Antimicrobial resistance (AMR) is a global health challenge for both humans and animals. A potential source of antimicrobial resistant bacteria is in livestock due to the widespread and unrestrained use of antimicrobials. This is further exacerbated by the presence of bacteria resistant to critically important antimicrobials (CIAs) that are classified as the last-line of treatment of infectious diseases in humans. AMR surveillance in livestock has become a key cornerstone of AMR control strategies by informing the presence and frequency of resistance including CIA-resistant bacteria. Established approach of AMR surveillance in livestock typically have a national-level focus that only acquire a maximum of 300 isolates nationwide for antimicrobial susceptibility testing (AST), with each isolate representing one sample from one farm. While this approach is sufficient for evaluating AMR at national-level, it is inadequate for AMR surveillance at herd-level as one isolate is not sufficient to represent AMR of each farm, leading to errors when implementing antimicrobial stewardship and AMR control measures at the herd-level. This project aimed to address this issue by developing an enhanced AMR surveillance method that combines a multiple samples per herd approach with automated laboratory robotics and selective agars incorporated with antimicrobials to provide accurate large-scale data on the presence, frequency and carriage levels of resistant bacteria within individual farms.

The first step in developing the enhanced method was validating suitable selective agars for enumeration of resistant E. coli colonies. Of the three E. coli selective agars compared, MacConkey agar was found to be consistently inferior in E. coli growth performance than the two modern commercially available E. coli selective agars, Brilliance™ E. coli and CHROMagar™ ECC. This inferiority in E. coli growth performance was consistently seen regardless of whether pure cultures or homogenised faecal samples were used for inoculation onto E. coli selective agar with or without incorporation of antimicrobials. Brilliance™ ESBL and CHROMagar™ ESBL which are two modern commercially available selective agar targeting extended-spectrum cephalosporin (ESC)-resistant E. coli were also compared to determine which is better suited for quantifying ESC-resistant E. coli. The latter was found to be more suitable compared to the former due to being able to support a wider diversity of ESC-resistant E. coli strains.

The chosen selective agars were subsequently applied to the enhanced method to describe the CIA-resistance scenario of Australian pigs in order demonstrate its capability to provide a more accurate and detailed AMR data at the herd, state and national-level. A major finding was the detection of CIA-resistant E. coli in Australian pigs.

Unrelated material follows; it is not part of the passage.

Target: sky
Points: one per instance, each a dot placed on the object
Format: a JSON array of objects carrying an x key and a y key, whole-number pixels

Fluoroquinolone (FQ)-resistant E. coli was present among majority of Australian pig farms nationwide, while the presence of ESC-resistant E. coli was detected among eight Australian pig farms nationwide, with the former having a higher frequency compared to the latter. However, compared to the commensal E. coli population, carriage levels of both resistant E. coli were lower, indicating that CIA-resistant E. coli has not yet spread throughout the commensal E. coli population. When subjected to AST, CIA-resistant E. coli harbouring phenotypic resistance towards FQ and ESC was detected but due to the nature of FQ-resistance mechanisms, it has limited clinical relevance. Whole genome sequencing (WGS) was also performed on CIA-resistant E. coli which revealed that ST744 and ST4981 are the current dominant FQ-resistant E. coli and ESC-resistant E. coli sequence types (STs) respectively present among Australian pigs nationwide. Further analysis suggests that both STs were likely introduced into Australian pigs via external sources. Nonetheless, the multiple samples per herd approach and quantitative focus of the enhanced method demonstrated that it is capable of delivering a more accurate and detailed AMR data at the herd-level compared to established AMR surveillance systems.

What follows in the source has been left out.